Inspirational Quotations

Inspirational Quotes by Studs Terkel (American Oral Historian)

Louis “Studs” Terkel (1912–2008) was an American author, oral historian, and radio broadcaster. “Celebrated for celebrating the uncelebrated,” he is famous for his streetwise portrayals of Americans from the Great Depression to the early 21st century.

Born to Russian-Jewish immigrants in New York City, Terkel moved to his adopted city of Chicago while a boy. He graduated from the University of Chicago Law School, failed the bar exam, drifted into acting, and, in the 1940s, radio, and TV. He served in World War II as a speechwriter, then came back to Chicago and got his radio show.

Terkel is best known for interviewing thousands of anonymous and everyday citizens for his syndicated Studs Terkel Show, which ran from Chicago’s WFMT radio station for 45 years.

Terkel’s oral histories and narratives of the American experience spanned 18 books, including Division Street: America (1966,) the Depression-era memoir Hard Times (1970,) Working (1974,) and American Dreams: Lost and Found (1980,) The Good War (1984; Pulitzer,) Chicago (1986,) Coming of Age (1995,) and Hope Dies Last (2003.)

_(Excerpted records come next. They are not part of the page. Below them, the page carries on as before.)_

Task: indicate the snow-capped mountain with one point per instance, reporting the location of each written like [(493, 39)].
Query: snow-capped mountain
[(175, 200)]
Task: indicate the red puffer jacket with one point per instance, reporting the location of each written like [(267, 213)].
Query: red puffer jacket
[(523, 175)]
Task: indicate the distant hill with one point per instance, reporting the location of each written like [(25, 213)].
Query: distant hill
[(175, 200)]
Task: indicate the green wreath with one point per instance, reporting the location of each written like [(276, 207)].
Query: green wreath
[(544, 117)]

Terkel also wrote brief biographies of 12 musicians in Giants of Jazz (1957) and the play Amazing Grace (1959.) Touch and Go (2007) is an autobiography.

More: Wikipedia READ: Works by Studs Terkel

Why are we born? We’re born eventually to die, of course. But what happens between the time we’re born and we die? We’re born to live. One is a realist if one hopes.
Studs Terkel

Something was still there, that something that distinguishes an artist from a performer: the revealing of self. Here I be. Not for long, but here I be. In sensing her mortality, we sensed our own.
Studs Terkel
Topics: Jazz

Most of us have jobs that are too small for our spirits.